In some ways I think one of the luckiest things that happened to me was that when we lived in Italy we got into a major financial mess because we fixed up an old house in the country and it was a classic sort of money pit situation. And we ended up in pretty bad debt and it was a very scary, destabilizing experience. But it had two ironic positives: one was that we ended up having to sell all our stock just before the dot com crash [laughs], and the other thing was, having learned the dangers of living beyond our means, we decided, and it’s a decision we’ve kept to, we were always going to live below our means. And I think even this Argentina scheme is partially in keeping with that. It’s the fun and adventure of owning property abroad, but in a place where you can do so without taking a tremendous financial risk.
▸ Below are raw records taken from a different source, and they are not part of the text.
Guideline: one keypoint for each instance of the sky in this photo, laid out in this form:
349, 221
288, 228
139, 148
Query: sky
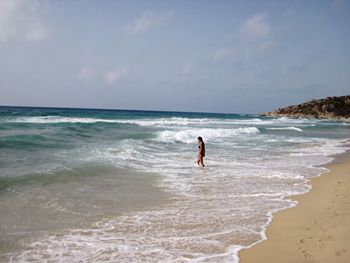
194, 55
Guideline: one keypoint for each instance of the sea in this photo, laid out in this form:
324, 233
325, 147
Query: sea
95, 185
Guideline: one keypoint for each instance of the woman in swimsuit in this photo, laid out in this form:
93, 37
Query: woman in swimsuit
201, 151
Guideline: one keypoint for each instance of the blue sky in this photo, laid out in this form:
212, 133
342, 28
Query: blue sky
212, 56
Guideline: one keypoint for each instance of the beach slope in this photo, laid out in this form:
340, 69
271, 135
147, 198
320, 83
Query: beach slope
317, 229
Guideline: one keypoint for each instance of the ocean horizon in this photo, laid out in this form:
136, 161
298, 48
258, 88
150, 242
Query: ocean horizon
82, 184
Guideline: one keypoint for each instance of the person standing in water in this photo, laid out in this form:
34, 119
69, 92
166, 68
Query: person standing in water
201, 151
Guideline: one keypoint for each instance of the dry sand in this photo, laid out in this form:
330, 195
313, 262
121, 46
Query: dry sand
317, 229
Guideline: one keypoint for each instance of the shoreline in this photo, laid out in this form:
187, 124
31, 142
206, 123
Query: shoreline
317, 229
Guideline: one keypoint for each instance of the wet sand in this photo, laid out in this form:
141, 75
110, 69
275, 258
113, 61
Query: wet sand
317, 229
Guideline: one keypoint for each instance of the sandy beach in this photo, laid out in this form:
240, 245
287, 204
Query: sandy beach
317, 229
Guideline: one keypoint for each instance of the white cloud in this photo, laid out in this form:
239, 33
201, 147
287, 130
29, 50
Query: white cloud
148, 20
22, 19
223, 53
256, 27
116, 75
87, 74
188, 69
267, 45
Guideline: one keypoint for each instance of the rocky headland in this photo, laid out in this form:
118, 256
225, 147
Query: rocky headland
327, 108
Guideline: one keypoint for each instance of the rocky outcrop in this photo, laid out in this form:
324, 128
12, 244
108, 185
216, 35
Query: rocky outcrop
328, 108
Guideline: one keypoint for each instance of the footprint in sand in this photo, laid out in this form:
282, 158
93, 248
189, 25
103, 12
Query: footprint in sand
340, 252
306, 254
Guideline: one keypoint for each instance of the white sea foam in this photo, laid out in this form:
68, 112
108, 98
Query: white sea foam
286, 128
190, 135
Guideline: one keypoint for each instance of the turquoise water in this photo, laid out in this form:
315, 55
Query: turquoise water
121, 185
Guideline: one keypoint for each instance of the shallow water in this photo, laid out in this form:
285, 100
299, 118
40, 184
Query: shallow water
123, 186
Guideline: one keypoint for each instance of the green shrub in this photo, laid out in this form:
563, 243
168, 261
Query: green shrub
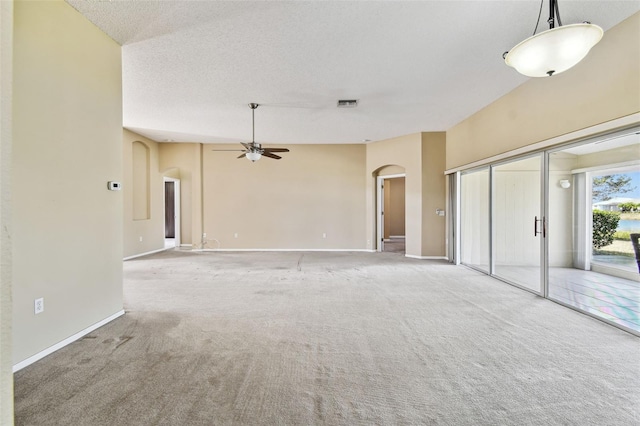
628, 207
604, 227
622, 235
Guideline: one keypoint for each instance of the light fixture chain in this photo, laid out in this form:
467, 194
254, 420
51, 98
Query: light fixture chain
538, 20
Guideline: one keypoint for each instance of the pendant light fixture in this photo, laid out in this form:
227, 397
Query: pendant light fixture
555, 50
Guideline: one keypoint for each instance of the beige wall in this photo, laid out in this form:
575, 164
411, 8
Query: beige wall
183, 161
150, 230
288, 203
6, 352
422, 157
602, 88
67, 131
433, 194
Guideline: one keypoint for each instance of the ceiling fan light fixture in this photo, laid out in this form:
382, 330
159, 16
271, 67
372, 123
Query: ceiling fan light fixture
253, 156
555, 50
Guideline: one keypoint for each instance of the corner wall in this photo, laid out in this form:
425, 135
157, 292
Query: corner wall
67, 144
602, 88
6, 344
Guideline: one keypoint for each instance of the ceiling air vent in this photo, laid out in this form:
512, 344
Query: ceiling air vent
347, 103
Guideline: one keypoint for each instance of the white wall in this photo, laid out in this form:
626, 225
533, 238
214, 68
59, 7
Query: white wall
6, 98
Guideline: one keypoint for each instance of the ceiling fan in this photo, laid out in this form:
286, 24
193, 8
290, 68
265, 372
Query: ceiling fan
254, 151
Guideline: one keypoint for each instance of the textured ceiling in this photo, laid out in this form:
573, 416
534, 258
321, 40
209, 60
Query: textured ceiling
191, 67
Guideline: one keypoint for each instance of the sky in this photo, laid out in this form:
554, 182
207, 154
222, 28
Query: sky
635, 176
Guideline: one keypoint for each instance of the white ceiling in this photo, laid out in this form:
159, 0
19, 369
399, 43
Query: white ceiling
191, 67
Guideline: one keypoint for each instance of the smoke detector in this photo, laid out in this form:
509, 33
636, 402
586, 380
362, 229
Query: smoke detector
347, 103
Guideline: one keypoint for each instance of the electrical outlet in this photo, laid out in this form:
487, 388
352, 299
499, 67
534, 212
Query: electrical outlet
38, 305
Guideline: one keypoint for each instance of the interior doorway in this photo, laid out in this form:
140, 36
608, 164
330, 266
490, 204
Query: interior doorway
171, 212
391, 233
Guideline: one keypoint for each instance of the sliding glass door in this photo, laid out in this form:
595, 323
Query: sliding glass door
474, 225
518, 223
594, 207
560, 223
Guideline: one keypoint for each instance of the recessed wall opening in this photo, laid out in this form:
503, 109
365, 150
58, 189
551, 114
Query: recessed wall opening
171, 212
391, 215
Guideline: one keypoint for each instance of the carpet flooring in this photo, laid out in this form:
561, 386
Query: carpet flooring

There was a point a few years ago where we were talking about buying an apartment in Paris, and in retrospect we were so relieved that we didn’t because, among other things, if we’d had a mortgage in euros… at that point the euro was a dollar twenty and now it’s a dollar forty. I mean, that would’ve been a mistake. And I have learned that it’s very hard to enjoy something when you know you can’t afford it [laughs]. So I think that balance is exactly it. It’s like you’re still young enough to be able to enjoy the idea of doing something a little bit wild, but you’re old enough that you’re able to balance that with a certain amount of reasonable, sensible judgment and decision-making. I hope [laughs]. Who knows? I mean, the other thing I have learned is not to be sure about anything.

You know, when Chekhov was publishing his stories, critics always complained about the fact that the stories usually ended with the characters saying, “What do I know? I don’t understand anything.” But that was why Chekhov was the first great modernist writer, is that he was willing to admit uncertainty.

We just planned this trip in the last, like, week. And we were planning to go to Italy, which we’re still going to Italy, but Italy always feels like going backwards to me. And so in some ways to make the decision to go a new place has been a real boost, because it’s sort of symbolic of moving forward as opposed to moving backwards. And the problem with moving backwards is it’s always a little bit of a mixed bag to go someplace that you haven’t been for a while, and sort of remember, for better or worse, what you were like then.

But I’ll tell you one thing: I have never fantasized or dreamed of a fountain of youth. I would never want to be younger again. Because when I look back on when I was younger, I think to myself, “Well, you know, there was this advantage and that advantage, but I was so much more naïve.” The growth, the learning, I couldn’t go through that again [laughs]. I would not want to give up everything I’ve learned just in order to be young. And then if you sort of start playing, you know, literary games you think, “Well, what if you could be 30 but with all the knowledge that you have at 50?” I think that would be, in some ways, the worst scenario of all, because you’d be living in a world of people who were so much more naïve. So, you know, I’m ready to sort of lunge forward.